Computer Science and Mathematics - Artificial Intelligence and Machine Learning

1. Introduction

Graphs are a fundamental representation for structured data across domains including chemistry, biology, social networks, and program analysis. Graph classification - the task of assigning a label to an entire graph - is traditionally addressed using graph neural networks (GNNs), which explicitly encode permutation-invariant inductive biases through message passing and aggregation mechanisms. These architectural constraints ensure that graph predictions are invariant under node relabeling, a core structural property of graphs.

Recently, transformer-based language models have demonstrated surprising versatility beyond natural language processing. In particular, there has been growing interest in applying language models to structured inputs by serializing non-textual data into textual form. In the graph domain, this approach - often referred to as graph-as-text - represents nodes and edges as sequences of tokens and applies standard language model fine-tuning procedures. This paradigm raises a fundamental question:

To what extent can small language models act as graph classifiers when graphs are represented as text, and how robust are such models to graph symmetries?

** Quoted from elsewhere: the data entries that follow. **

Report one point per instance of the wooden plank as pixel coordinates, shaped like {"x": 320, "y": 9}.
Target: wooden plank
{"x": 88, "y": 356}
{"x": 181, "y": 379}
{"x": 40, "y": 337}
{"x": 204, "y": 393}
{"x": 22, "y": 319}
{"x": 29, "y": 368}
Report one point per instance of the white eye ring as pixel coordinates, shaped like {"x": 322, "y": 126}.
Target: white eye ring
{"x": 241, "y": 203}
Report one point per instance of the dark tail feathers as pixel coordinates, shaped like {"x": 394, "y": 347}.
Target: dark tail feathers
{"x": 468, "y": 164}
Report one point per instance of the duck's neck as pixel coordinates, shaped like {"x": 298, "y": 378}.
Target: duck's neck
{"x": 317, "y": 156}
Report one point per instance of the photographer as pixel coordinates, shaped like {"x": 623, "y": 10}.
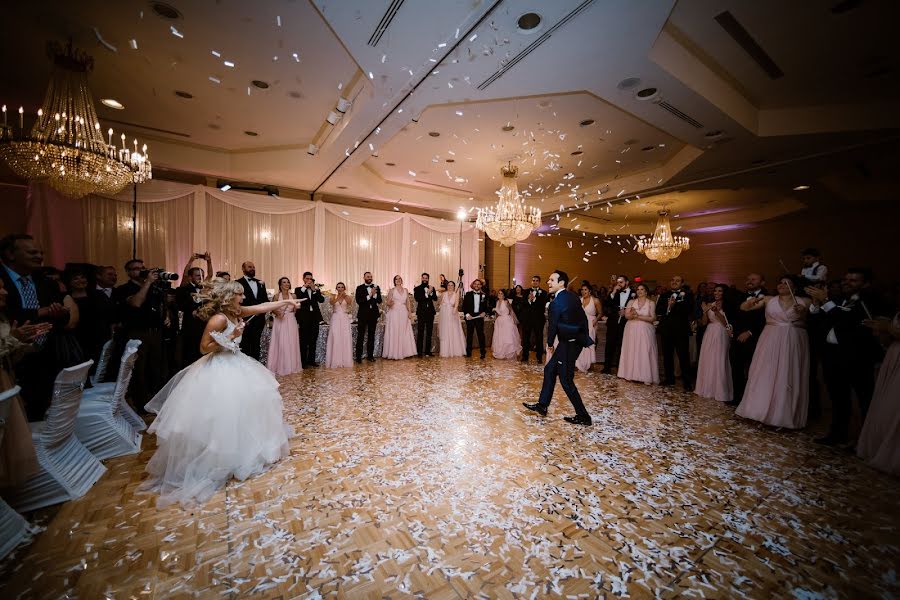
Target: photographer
{"x": 141, "y": 311}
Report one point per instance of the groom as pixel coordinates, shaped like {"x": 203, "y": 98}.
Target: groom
{"x": 569, "y": 323}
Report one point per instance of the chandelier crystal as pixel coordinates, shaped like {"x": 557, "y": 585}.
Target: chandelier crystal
{"x": 510, "y": 221}
{"x": 663, "y": 246}
{"x": 66, "y": 146}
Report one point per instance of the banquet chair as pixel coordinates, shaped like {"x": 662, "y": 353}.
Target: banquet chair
{"x": 13, "y": 527}
{"x": 101, "y": 425}
{"x": 67, "y": 468}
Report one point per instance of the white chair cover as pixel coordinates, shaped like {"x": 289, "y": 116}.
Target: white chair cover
{"x": 68, "y": 469}
{"x": 14, "y": 529}
{"x": 100, "y": 425}
{"x": 102, "y": 363}
{"x": 100, "y": 390}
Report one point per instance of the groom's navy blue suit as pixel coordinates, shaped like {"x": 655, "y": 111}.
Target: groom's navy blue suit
{"x": 568, "y": 322}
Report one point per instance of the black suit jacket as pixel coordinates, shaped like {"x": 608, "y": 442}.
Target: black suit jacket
{"x": 469, "y": 304}
{"x": 309, "y": 310}
{"x": 676, "y": 321}
{"x": 368, "y": 307}
{"x": 424, "y": 304}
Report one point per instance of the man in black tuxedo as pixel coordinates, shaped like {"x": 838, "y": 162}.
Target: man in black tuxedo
{"x": 568, "y": 323}
{"x": 368, "y": 297}
{"x": 533, "y": 319}
{"x": 33, "y": 299}
{"x": 614, "y": 307}
{"x": 747, "y": 326}
{"x": 254, "y": 293}
{"x": 425, "y": 296}
{"x": 475, "y": 309}
{"x": 850, "y": 350}
{"x": 674, "y": 309}
{"x": 308, "y": 318}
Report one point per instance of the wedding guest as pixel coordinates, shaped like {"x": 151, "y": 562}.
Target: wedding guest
{"x": 639, "y": 358}
{"x": 284, "y": 347}
{"x": 593, "y": 311}
{"x": 533, "y": 319}
{"x": 452, "y": 340}
{"x": 308, "y": 318}
{"x": 475, "y": 310}
{"x": 339, "y": 347}
{"x": 714, "y": 366}
{"x": 254, "y": 293}
{"x": 748, "y": 326}
{"x": 879, "y": 442}
{"x": 813, "y": 270}
{"x": 673, "y": 311}
{"x": 614, "y": 309}
{"x": 850, "y": 351}
{"x": 506, "y": 342}
{"x": 368, "y": 297}
{"x": 425, "y": 295}
{"x": 777, "y": 392}
{"x": 399, "y": 341}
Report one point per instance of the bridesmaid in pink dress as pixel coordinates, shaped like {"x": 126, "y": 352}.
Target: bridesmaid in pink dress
{"x": 879, "y": 442}
{"x": 399, "y": 341}
{"x": 453, "y": 342}
{"x": 714, "y": 366}
{"x": 777, "y": 392}
{"x": 339, "y": 347}
{"x": 639, "y": 360}
{"x": 506, "y": 343}
{"x": 593, "y": 311}
{"x": 284, "y": 347}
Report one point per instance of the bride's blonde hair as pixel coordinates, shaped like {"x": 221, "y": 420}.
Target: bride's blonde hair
{"x": 217, "y": 296}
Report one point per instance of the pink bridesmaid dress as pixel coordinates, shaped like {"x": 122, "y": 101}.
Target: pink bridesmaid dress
{"x": 284, "y": 347}
{"x": 639, "y": 360}
{"x": 588, "y": 355}
{"x": 506, "y": 342}
{"x": 453, "y": 342}
{"x": 339, "y": 347}
{"x": 399, "y": 341}
{"x": 714, "y": 366}
{"x": 777, "y": 392}
{"x": 879, "y": 442}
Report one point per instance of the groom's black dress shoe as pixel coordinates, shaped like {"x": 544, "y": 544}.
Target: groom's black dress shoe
{"x": 578, "y": 420}
{"x": 541, "y": 410}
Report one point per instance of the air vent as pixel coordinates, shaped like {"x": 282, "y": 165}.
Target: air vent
{"x": 385, "y": 22}
{"x": 680, "y": 114}
{"x": 743, "y": 38}
{"x": 533, "y": 45}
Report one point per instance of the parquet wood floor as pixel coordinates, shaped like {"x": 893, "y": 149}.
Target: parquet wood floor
{"x": 427, "y": 478}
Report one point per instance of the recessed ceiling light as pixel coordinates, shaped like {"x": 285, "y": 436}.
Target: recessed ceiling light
{"x": 528, "y": 21}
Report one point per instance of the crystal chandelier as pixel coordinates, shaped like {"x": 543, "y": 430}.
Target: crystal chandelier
{"x": 663, "y": 246}
{"x": 65, "y": 146}
{"x": 510, "y": 221}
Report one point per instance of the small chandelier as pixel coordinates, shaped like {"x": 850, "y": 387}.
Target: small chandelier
{"x": 65, "y": 146}
{"x": 510, "y": 221}
{"x": 663, "y": 246}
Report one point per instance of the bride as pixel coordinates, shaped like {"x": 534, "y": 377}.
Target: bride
{"x": 221, "y": 416}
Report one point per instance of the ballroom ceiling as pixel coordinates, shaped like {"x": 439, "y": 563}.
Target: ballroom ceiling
{"x": 671, "y": 100}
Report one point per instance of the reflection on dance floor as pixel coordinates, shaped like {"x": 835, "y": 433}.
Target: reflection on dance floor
{"x": 428, "y": 478}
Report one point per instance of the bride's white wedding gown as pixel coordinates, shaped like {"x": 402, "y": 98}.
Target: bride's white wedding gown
{"x": 221, "y": 417}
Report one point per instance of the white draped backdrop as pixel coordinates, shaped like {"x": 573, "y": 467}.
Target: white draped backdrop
{"x": 283, "y": 237}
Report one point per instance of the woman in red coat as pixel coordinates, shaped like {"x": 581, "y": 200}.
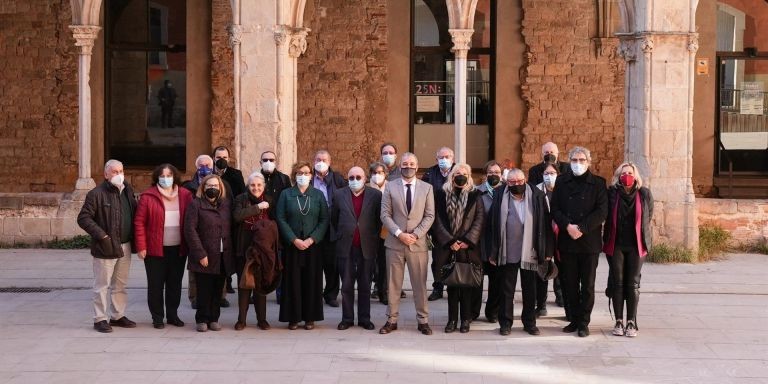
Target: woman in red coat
{"x": 159, "y": 236}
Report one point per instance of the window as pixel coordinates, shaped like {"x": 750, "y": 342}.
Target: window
{"x": 432, "y": 82}
{"x": 145, "y": 71}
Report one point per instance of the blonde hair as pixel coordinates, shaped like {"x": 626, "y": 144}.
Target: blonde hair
{"x": 617, "y": 173}
{"x": 201, "y": 188}
{"x": 469, "y": 186}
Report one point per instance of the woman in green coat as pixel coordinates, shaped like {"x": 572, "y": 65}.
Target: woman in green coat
{"x": 302, "y": 218}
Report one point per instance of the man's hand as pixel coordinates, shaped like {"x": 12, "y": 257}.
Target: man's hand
{"x": 573, "y": 231}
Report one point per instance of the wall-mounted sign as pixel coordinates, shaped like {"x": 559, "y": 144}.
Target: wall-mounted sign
{"x": 427, "y": 103}
{"x": 702, "y": 66}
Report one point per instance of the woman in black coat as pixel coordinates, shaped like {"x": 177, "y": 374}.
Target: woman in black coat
{"x": 251, "y": 207}
{"x": 457, "y": 229}
{"x": 627, "y": 239}
{"x": 207, "y": 231}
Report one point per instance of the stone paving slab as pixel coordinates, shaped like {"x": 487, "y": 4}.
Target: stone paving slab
{"x": 702, "y": 323}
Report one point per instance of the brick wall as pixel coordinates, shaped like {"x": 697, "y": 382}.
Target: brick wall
{"x": 342, "y": 83}
{"x": 38, "y": 97}
{"x": 574, "y": 95}
{"x": 222, "y": 83}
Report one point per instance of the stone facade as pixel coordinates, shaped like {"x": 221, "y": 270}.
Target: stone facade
{"x": 746, "y": 220}
{"x": 342, "y": 82}
{"x": 38, "y": 97}
{"x": 572, "y": 84}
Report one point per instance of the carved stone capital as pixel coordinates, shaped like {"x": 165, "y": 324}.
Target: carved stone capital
{"x": 462, "y": 41}
{"x": 85, "y": 35}
{"x": 298, "y": 44}
{"x": 646, "y": 43}
{"x": 626, "y": 50}
{"x": 235, "y": 34}
{"x": 693, "y": 42}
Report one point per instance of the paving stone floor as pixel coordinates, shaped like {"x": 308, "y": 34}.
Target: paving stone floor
{"x": 702, "y": 323}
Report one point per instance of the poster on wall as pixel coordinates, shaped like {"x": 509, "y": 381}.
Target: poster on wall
{"x": 751, "y": 99}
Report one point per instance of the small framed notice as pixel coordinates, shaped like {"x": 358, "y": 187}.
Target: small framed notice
{"x": 427, "y": 103}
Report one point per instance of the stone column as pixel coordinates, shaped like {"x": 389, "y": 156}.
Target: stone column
{"x": 461, "y": 42}
{"x": 84, "y": 35}
{"x": 658, "y": 125}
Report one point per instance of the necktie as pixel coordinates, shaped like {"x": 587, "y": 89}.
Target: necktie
{"x": 408, "y": 203}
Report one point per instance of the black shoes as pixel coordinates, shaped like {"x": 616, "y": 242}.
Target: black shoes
{"x": 102, "y": 326}
{"x": 435, "y": 295}
{"x": 570, "y": 328}
{"x": 123, "y": 322}
{"x": 388, "y": 328}
{"x": 367, "y": 325}
{"x": 532, "y": 330}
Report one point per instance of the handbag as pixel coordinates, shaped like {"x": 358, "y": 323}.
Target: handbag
{"x": 461, "y": 275}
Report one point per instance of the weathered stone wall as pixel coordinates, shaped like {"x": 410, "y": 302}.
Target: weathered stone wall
{"x": 574, "y": 91}
{"x": 342, "y": 87}
{"x": 222, "y": 102}
{"x": 746, "y": 220}
{"x": 38, "y": 97}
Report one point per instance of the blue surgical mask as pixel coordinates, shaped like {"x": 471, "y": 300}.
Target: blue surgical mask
{"x": 578, "y": 168}
{"x": 302, "y": 180}
{"x": 165, "y": 182}
{"x": 355, "y": 185}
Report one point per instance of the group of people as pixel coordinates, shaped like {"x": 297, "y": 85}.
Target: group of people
{"x": 314, "y": 234}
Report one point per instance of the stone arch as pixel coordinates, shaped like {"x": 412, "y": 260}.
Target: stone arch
{"x": 86, "y": 12}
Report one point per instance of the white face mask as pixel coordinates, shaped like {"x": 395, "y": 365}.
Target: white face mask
{"x": 377, "y": 178}
{"x": 549, "y": 180}
{"x": 388, "y": 159}
{"x": 302, "y": 180}
{"x": 268, "y": 166}
{"x": 321, "y": 166}
{"x": 578, "y": 168}
{"x": 117, "y": 180}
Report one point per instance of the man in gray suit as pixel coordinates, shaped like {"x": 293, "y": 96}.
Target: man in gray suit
{"x": 407, "y": 211}
{"x": 356, "y": 222}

Unlike GNNs, language models do not inherently encode permutation invariance. When graphs are serialized, the ordering of node identifiers and adjacency lists becomes part of the textual input. Consequently, two isomorphic graphs with different node labelings may yield different serialized sequences. If a graph-as-text model relies on serialization artifacts, its predictions may vary under node relabeling-even though the underlying graph is unchanged.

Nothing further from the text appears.